This is the start of L’analphabète by Agota Kristof. I can’t tell you whether it’s a paragraph or just a few sentences as I borrowed the audio book from the library. It’s only fifty minutes long and it’s read by the actress Marthe Keller. I can relate to that first quote. I remember how I was impatient to learn how to read, how I wanted to read and like her, I used to read everything I could. L’analphabète is a short text in which Agota Kristof narrates her relationship with writing and reading. She was born in a poor village in Hungary in 1935 and she says she always loved reading and inventing stories.

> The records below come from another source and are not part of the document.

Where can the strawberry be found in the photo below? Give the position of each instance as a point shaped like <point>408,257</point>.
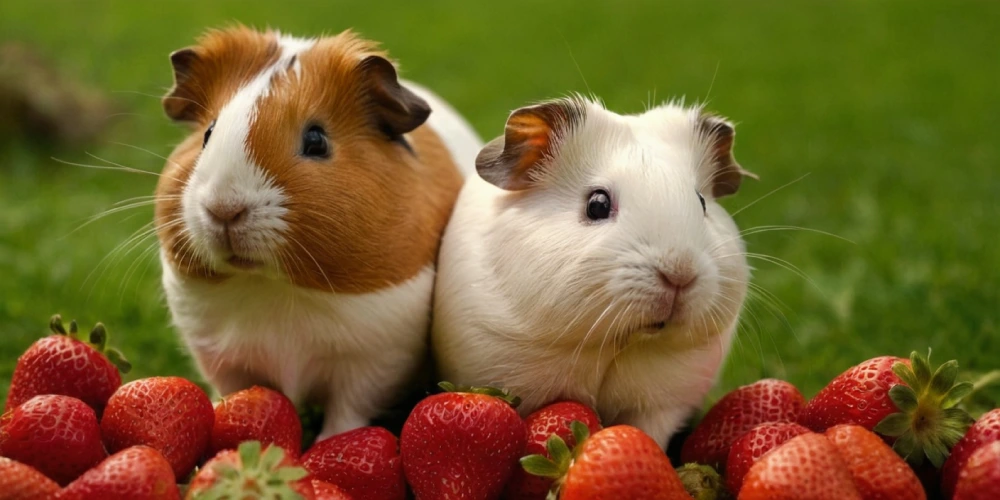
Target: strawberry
<point>462,443</point>
<point>859,396</point>
<point>260,414</point>
<point>327,491</point>
<point>363,462</point>
<point>806,467</point>
<point>552,419</point>
<point>927,424</point>
<point>249,472</point>
<point>752,445</point>
<point>980,478</point>
<point>21,482</point>
<point>617,462</point>
<point>986,430</point>
<point>878,472</point>
<point>65,364</point>
<point>135,472</point>
<point>170,414</point>
<point>57,435</point>
<point>767,400</point>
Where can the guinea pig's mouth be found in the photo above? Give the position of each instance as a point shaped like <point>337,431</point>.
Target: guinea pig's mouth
<point>650,328</point>
<point>243,262</point>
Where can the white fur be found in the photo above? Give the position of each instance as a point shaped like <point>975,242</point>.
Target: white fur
<point>534,298</point>
<point>349,352</point>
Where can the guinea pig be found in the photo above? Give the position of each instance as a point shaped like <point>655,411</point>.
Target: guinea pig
<point>300,220</point>
<point>589,260</point>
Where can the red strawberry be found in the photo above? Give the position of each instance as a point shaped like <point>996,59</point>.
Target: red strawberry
<point>57,435</point>
<point>912,407</point>
<point>257,413</point>
<point>752,445</point>
<point>767,400</point>
<point>327,491</point>
<point>363,462</point>
<point>859,396</point>
<point>247,472</point>
<point>986,430</point>
<point>980,478</point>
<point>21,482</point>
<point>136,472</point>
<point>170,414</point>
<point>806,467</point>
<point>463,443</point>
<point>878,472</point>
<point>65,364</point>
<point>614,463</point>
<point>552,419</point>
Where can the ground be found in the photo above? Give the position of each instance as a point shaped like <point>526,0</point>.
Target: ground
<point>872,126</point>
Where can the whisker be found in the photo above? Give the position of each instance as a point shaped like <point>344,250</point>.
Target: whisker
<point>105,167</point>
<point>775,190</point>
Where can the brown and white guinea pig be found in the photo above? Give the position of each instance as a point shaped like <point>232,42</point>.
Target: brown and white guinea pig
<point>589,260</point>
<point>300,221</point>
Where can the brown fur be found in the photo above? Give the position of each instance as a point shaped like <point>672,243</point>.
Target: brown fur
<point>369,216</point>
<point>529,137</point>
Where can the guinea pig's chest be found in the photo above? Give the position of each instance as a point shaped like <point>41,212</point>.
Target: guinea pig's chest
<point>291,337</point>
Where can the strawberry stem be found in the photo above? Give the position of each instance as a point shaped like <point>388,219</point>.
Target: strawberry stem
<point>97,339</point>
<point>928,423</point>
<point>512,400</point>
<point>702,482</point>
<point>56,324</point>
<point>258,475</point>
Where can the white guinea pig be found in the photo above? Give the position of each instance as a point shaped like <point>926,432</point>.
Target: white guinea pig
<point>590,261</point>
<point>300,220</point>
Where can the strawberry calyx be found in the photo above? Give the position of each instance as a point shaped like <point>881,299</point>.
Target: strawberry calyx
<point>703,482</point>
<point>512,400</point>
<point>260,475</point>
<point>561,459</point>
<point>96,339</point>
<point>928,423</point>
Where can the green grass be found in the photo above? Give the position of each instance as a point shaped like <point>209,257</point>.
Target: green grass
<point>889,110</point>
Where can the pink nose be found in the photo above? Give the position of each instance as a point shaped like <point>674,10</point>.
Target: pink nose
<point>679,280</point>
<point>226,214</point>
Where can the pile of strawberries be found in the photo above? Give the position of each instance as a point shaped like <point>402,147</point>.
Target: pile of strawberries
<point>888,428</point>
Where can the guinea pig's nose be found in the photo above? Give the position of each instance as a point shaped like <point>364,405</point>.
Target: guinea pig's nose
<point>226,214</point>
<point>676,279</point>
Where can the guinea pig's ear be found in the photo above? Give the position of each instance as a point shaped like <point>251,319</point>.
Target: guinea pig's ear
<point>725,173</point>
<point>514,160</point>
<point>179,103</point>
<point>396,109</point>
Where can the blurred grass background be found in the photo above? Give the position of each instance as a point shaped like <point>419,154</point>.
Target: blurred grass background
<point>888,109</point>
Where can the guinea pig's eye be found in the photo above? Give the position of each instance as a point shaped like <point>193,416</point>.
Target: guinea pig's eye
<point>599,205</point>
<point>314,142</point>
<point>208,133</point>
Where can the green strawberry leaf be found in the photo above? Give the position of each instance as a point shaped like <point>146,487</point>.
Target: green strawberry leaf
<point>904,398</point>
<point>539,465</point>
<point>944,377</point>
<point>55,324</point>
<point>580,432</point>
<point>921,368</point>
<point>558,450</point>
<point>249,454</point>
<point>893,425</point>
<point>905,373</point>
<point>956,394</point>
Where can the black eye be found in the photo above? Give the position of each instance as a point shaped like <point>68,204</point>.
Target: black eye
<point>314,142</point>
<point>599,205</point>
<point>208,133</point>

After the war, she attended a boarding school for destitute girls and she started earning money by writing and playing sketches for the other students. She was so poor that she had to fake illness when her shoes were at the cobbler’s because she didn’t have another pair to walk to school.

Then she fasts forward and she’s twenty-one, fleeing Hungary through the mountains with her four-month-old daughter and her husband. They cross the border from Hungary to Austria. She relates the journey from Austria to Switzerland, the fresh start in a new country and how she became a writer. Two things struck me in her book, the behaviour of Austrian and Swiss populations and her simple but deep relationship with books.

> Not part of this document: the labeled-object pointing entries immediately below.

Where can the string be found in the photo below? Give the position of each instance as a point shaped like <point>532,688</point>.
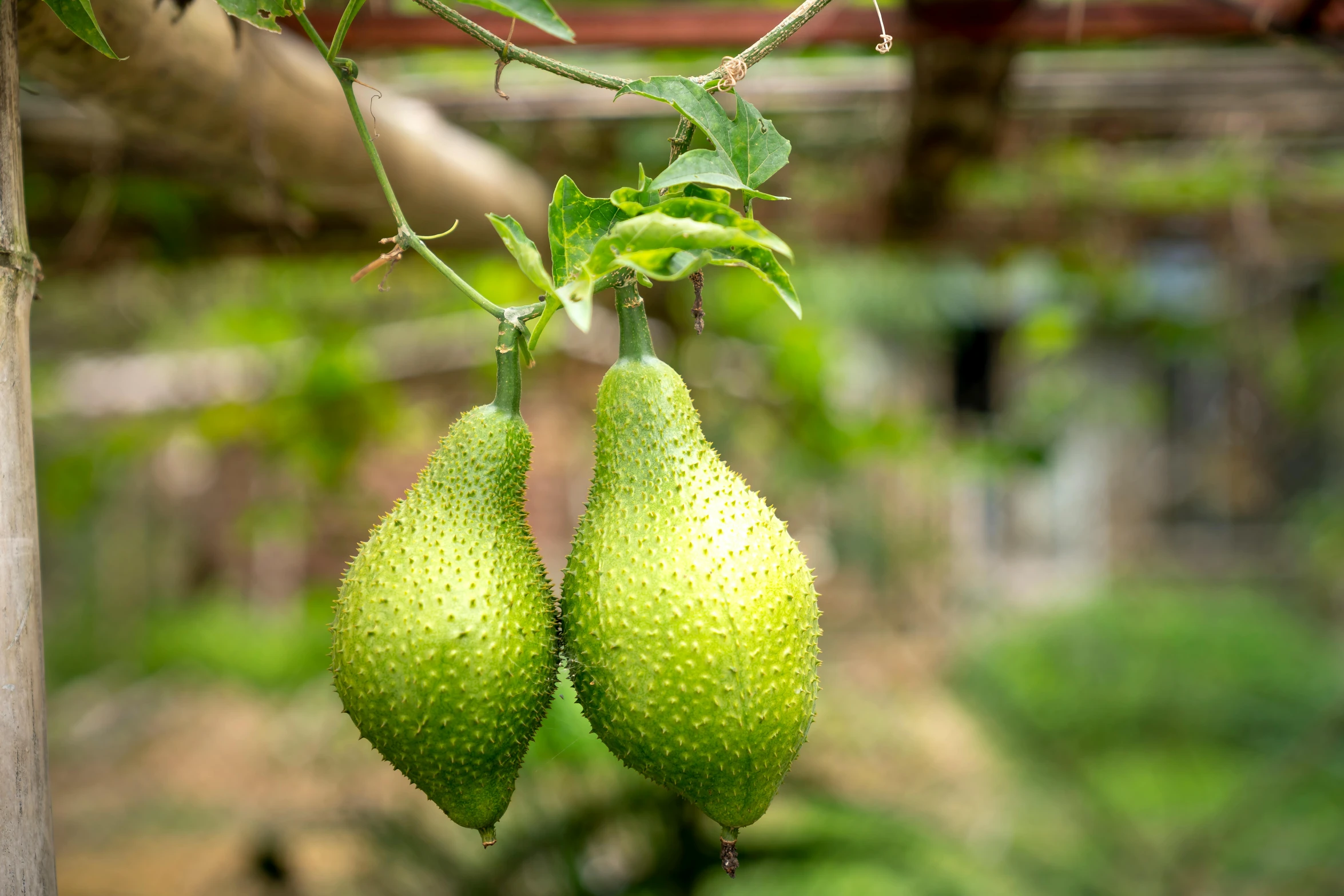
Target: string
<point>886,38</point>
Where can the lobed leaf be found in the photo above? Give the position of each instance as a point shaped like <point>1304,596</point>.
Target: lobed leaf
<point>749,147</point>
<point>523,252</point>
<point>575,224</point>
<point>78,17</point>
<point>632,201</point>
<point>705,210</point>
<point>699,167</point>
<point>535,13</point>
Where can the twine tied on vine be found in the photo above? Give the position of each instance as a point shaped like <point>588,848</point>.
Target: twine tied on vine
<point>885,46</point>
<point>734,70</point>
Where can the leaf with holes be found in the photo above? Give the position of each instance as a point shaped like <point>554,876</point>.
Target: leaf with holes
<point>261,14</point>
<point>534,13</point>
<point>78,17</point>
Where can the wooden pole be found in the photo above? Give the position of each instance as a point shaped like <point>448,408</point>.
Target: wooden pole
<point>27,855</point>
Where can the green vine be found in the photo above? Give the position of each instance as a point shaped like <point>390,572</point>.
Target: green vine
<point>666,229</point>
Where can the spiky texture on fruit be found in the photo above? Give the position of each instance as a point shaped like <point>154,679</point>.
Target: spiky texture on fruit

The Austrian villagers welcomed the refugees and helped them reach Switzerland. They gave them food, shelter and train tickets. Everything was under control, they knew the process. She describes how the Swiss were waiting for them at the train station, offering tea and coffee. As refugees, the Swiss first brought them to special homes. Then they dispatched them in different cities and helped them find an apartment, a job in a factory. She remembers the controller in the bus, sitting by her and telling her she shouldn’t be afraid, that the Russian tanks wouldn’t come to Switzerland. That kindness struck me and it struck me that it struck me. I thought “What? We, Europeans, didn’t always treat illegal immigrants the way we do now? When did we start treating refugees as criminals?” I thought about Lampedusa and its sad reputation as the destination to escape misery. And I thought about what the candidates who run for the French presidential election say or avoid saying about immigration.

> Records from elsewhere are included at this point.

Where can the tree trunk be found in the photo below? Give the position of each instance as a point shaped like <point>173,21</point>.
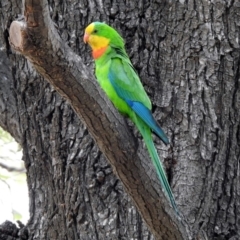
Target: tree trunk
<point>187,56</point>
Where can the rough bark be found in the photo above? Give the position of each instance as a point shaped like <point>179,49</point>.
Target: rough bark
<point>187,55</point>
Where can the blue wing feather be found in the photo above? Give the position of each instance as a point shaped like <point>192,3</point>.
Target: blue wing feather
<point>133,101</point>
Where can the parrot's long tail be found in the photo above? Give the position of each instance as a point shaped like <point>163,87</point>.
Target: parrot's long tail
<point>146,133</point>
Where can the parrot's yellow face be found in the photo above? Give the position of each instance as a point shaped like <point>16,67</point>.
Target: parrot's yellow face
<point>93,37</point>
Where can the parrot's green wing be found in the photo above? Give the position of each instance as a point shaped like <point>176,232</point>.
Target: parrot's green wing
<point>127,85</point>
<point>126,82</point>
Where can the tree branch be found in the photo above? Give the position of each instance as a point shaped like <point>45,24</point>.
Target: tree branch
<point>37,39</point>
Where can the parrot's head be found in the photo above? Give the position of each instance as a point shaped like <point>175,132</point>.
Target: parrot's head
<point>99,36</point>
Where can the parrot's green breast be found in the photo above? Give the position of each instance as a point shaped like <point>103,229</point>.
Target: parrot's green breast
<point>102,71</point>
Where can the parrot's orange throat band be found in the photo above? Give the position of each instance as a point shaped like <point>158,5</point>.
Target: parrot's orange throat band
<point>99,52</point>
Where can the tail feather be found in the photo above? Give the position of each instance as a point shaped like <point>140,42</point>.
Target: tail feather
<point>146,133</point>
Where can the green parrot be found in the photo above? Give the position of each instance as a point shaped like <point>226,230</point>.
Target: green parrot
<point>119,80</point>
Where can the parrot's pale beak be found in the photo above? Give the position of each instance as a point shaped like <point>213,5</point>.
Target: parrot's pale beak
<point>86,37</point>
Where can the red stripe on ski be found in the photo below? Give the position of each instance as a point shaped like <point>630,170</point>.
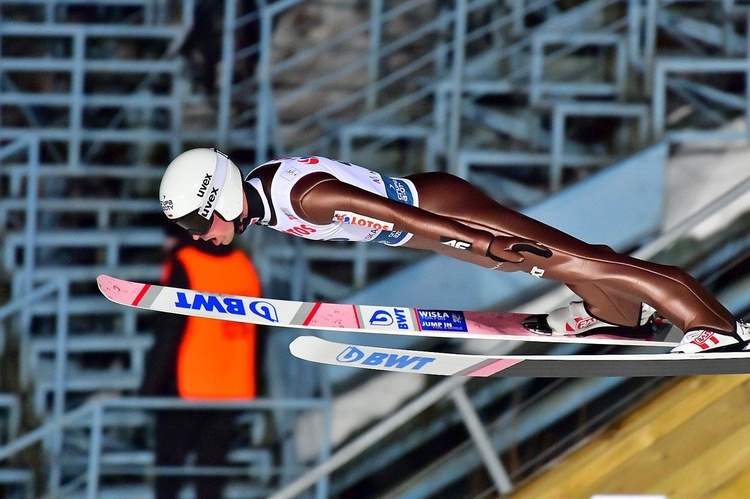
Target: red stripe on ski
<point>494,367</point>
<point>356,316</point>
<point>138,298</point>
<point>312,313</point>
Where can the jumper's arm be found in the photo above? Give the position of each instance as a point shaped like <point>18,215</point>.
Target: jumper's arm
<point>317,196</point>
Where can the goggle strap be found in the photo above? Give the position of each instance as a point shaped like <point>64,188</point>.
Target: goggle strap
<point>218,178</point>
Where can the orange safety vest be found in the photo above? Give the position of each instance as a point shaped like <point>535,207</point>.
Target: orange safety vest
<point>216,359</point>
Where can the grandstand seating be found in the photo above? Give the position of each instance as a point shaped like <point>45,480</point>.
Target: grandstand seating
<point>524,99</point>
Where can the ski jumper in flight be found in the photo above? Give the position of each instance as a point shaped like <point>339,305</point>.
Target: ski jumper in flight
<point>324,199</point>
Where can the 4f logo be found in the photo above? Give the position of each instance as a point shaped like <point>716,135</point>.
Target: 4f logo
<point>455,243</point>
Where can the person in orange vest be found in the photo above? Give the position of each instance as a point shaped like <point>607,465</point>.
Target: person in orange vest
<point>200,359</point>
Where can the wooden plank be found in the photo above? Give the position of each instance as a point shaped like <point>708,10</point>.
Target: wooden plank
<point>737,486</point>
<point>726,416</point>
<point>603,457</point>
<point>709,469</point>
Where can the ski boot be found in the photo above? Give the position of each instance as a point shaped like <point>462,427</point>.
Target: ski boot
<point>576,320</point>
<point>706,340</point>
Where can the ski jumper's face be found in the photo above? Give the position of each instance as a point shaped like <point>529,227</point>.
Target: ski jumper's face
<point>221,231</point>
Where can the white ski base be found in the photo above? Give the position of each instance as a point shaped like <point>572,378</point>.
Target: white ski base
<point>316,349</point>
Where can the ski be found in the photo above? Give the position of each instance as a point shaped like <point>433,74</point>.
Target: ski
<point>346,317</point>
<point>312,348</point>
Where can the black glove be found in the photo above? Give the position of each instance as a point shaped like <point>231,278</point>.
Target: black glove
<point>508,249</point>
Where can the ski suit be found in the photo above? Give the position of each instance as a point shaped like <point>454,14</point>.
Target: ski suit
<point>323,199</point>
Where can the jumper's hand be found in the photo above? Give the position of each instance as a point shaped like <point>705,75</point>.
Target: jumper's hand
<point>508,249</point>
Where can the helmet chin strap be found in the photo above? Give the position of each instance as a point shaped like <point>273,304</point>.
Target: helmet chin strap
<point>254,204</point>
<point>241,224</point>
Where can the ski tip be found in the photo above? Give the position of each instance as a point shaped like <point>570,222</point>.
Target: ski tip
<point>119,290</point>
<point>302,344</point>
<point>106,284</point>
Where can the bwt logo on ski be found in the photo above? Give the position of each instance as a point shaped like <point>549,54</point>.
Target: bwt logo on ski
<point>385,318</point>
<point>441,320</point>
<point>353,355</point>
<point>228,306</point>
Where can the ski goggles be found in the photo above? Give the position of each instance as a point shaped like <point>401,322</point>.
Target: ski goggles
<point>199,222</point>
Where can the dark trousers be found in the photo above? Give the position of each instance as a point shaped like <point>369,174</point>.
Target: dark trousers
<point>208,433</point>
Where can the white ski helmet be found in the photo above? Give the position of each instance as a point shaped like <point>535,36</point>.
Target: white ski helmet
<point>197,184</point>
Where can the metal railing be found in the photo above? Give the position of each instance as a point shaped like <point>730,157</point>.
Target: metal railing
<point>92,415</point>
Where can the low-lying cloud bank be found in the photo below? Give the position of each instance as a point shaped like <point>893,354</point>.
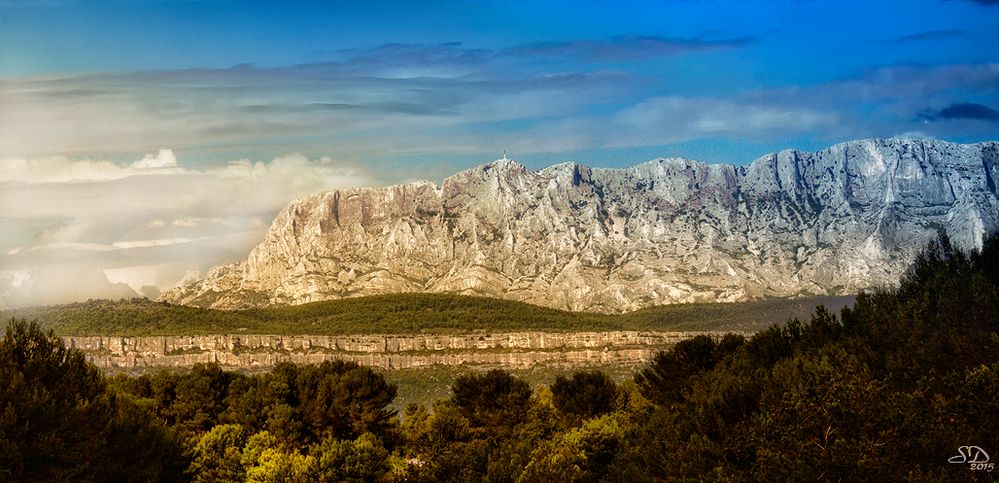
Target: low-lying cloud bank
<point>79,229</point>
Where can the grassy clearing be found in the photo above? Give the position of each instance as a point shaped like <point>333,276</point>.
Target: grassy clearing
<point>404,314</point>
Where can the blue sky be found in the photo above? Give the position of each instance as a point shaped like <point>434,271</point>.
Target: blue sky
<point>453,82</point>
<point>110,111</point>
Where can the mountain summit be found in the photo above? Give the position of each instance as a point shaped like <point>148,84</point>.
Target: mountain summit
<point>846,218</point>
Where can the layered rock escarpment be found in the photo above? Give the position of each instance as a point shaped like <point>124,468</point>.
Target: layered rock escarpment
<point>510,350</point>
<point>836,221</point>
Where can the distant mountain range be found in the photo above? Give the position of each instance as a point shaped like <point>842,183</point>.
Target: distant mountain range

I was also really moved when Agota Kristof tells her need to read and write and also her relationship with other languages. There’s a chapter entitled Langues ennemies (Enemy languages). It tells her first encounter with a foreign language when she and her parents moved to a German speaking part of Hungary. German, the language of the former dominating empire, Austria. Then Russian is the language imposed by the new communist regime. It’s an enemy that kills Hungarian culture and smothers the cultural life. Then comes the French, the language imposed by fate when she finds solace in the French-speaking part of Switzerland. Agota Kristof explains she became illiterate, living in a country whose language she couldn’t speak, cut out from the society because of the language barrier and living through a long cultural desert. She depicts how she eventually managed to speak French but still couldn’t read or write. It lasted six years until she went back to school and learnt how to read and write. She was delighted to read again and overwhelmed by the new reading possibilities, all the foreign books available in French. I don’t know how I would cope with a situation like that: no book during five years except for the rare ones she could find in Hungarian from the Geneva library. Five years without reading anything new, without understanding newspapers, cereal boxes or administrative correspondence. I can’t imagine it. The French is also an enemy language for her because it slowly kills her native language in her and because it’s a constant fight to speak it and write it properly. Even after thirty years, she still needs a dictionary. It has imposed itself as her writing language but not without collateral damages for her Hungarian self.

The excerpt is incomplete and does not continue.